Tuesday, 15 March 2011

Key figure in the development  of the San Francisco 1960's counterculture. (19 January 1935 – 12 March 2011), born Augustus Owsley Stanley III, also known as Bear.

Owsley Stanley

With a recent focus on the fiction end of the spectrum, it's been a while since I looked at my Interesting Times history of the latter part of the twentieth century, but I will be back there, and, eventually, my attention will turn to the antecedents of those halcyon days that are fondly remembered as The Summer of Love.

By the time the hype machine had moved into high gear in mid-1967, the original factors that had created the San Francisco West Coast scene were in the process of being swamped, both by an influx of would-be hippies and a media orthodoxy that has produced a conventional wisdom about what was going on in those parts that would seem to differ markedly from the actual historical reality.

Looking back, the inevitable tendency is to classify things into convenient categories, so you'd expect most of those involved to have fitted into a generally environmentalist, probably significantly vegetarian and committedly left wing political world view. The reality, when you start looking at these things, invariably fails to fit into those convenient categories.

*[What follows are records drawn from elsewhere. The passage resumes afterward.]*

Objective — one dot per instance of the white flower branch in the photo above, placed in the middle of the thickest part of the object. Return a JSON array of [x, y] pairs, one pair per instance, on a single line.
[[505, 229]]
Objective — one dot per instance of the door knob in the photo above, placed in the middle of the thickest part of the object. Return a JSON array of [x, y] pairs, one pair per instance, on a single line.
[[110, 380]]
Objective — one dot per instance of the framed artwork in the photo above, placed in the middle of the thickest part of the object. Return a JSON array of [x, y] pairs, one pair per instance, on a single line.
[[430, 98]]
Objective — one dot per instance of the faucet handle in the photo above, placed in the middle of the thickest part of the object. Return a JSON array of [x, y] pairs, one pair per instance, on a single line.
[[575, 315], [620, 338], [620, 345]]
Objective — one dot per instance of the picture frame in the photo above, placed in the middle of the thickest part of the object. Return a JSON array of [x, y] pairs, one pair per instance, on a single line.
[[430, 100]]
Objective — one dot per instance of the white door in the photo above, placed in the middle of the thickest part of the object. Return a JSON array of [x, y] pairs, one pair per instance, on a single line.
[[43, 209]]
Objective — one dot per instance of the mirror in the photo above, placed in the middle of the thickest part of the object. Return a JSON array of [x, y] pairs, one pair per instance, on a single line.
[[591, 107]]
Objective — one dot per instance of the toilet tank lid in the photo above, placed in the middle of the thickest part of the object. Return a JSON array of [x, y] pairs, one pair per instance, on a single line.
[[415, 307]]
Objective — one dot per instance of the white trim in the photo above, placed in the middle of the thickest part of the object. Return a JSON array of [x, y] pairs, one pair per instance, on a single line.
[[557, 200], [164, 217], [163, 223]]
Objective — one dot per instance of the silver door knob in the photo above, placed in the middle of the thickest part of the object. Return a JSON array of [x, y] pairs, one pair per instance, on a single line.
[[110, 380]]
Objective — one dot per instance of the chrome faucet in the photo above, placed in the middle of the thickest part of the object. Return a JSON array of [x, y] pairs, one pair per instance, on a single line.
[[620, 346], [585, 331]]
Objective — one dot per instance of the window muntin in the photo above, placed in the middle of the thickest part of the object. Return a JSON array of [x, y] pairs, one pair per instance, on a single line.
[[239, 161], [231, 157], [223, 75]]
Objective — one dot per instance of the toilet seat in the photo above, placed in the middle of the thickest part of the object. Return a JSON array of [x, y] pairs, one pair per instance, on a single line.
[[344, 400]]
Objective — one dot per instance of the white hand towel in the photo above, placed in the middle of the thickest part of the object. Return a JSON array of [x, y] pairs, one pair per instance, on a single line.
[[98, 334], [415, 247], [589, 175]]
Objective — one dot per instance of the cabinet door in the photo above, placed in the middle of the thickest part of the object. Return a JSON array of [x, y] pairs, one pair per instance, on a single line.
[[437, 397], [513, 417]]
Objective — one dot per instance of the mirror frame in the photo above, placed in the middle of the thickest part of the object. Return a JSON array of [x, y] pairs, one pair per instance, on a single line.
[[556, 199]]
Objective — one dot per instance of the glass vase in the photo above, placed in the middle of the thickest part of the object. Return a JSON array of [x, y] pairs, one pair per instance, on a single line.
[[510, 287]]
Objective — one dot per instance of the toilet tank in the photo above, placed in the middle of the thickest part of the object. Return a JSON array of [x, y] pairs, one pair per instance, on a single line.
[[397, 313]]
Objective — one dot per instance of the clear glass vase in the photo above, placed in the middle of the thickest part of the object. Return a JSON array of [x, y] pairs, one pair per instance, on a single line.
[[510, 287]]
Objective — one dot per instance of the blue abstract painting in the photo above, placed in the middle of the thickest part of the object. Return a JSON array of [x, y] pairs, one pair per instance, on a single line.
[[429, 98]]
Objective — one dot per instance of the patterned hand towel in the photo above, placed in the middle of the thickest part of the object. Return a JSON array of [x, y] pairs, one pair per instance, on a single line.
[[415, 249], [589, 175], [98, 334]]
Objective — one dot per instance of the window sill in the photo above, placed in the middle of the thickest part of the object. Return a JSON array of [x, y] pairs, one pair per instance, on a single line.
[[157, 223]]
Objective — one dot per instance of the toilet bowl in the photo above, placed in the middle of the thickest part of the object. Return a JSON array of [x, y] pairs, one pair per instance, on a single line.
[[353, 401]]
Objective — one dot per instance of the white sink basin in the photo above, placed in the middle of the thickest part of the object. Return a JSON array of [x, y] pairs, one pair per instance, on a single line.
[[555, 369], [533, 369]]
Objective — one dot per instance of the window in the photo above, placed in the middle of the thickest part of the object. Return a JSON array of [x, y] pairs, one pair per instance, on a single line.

That San Francisco scene was the result of a number of intersecting strands that ran right back past World War Two, and there was a rather diverse mix of influencers that ran into the confluence.

Among other things, you had the legacy of the beat era, the poetry and jazz scene that coalesced around Ferlinghetti's City Lights book store, the Bay area folkie bluegrass scene that moulded the players who ended up in the Jefferson Airplane and the Grateful Dead, the San Francisco Mime Troupe, which threw up concert entrepreneur Bill Graham, the Texas diaspora that brought Chet Helms and Janis Joplin into town and the Stanford University writing school environment that gave us Ken Kesey and the Merry Pranksters.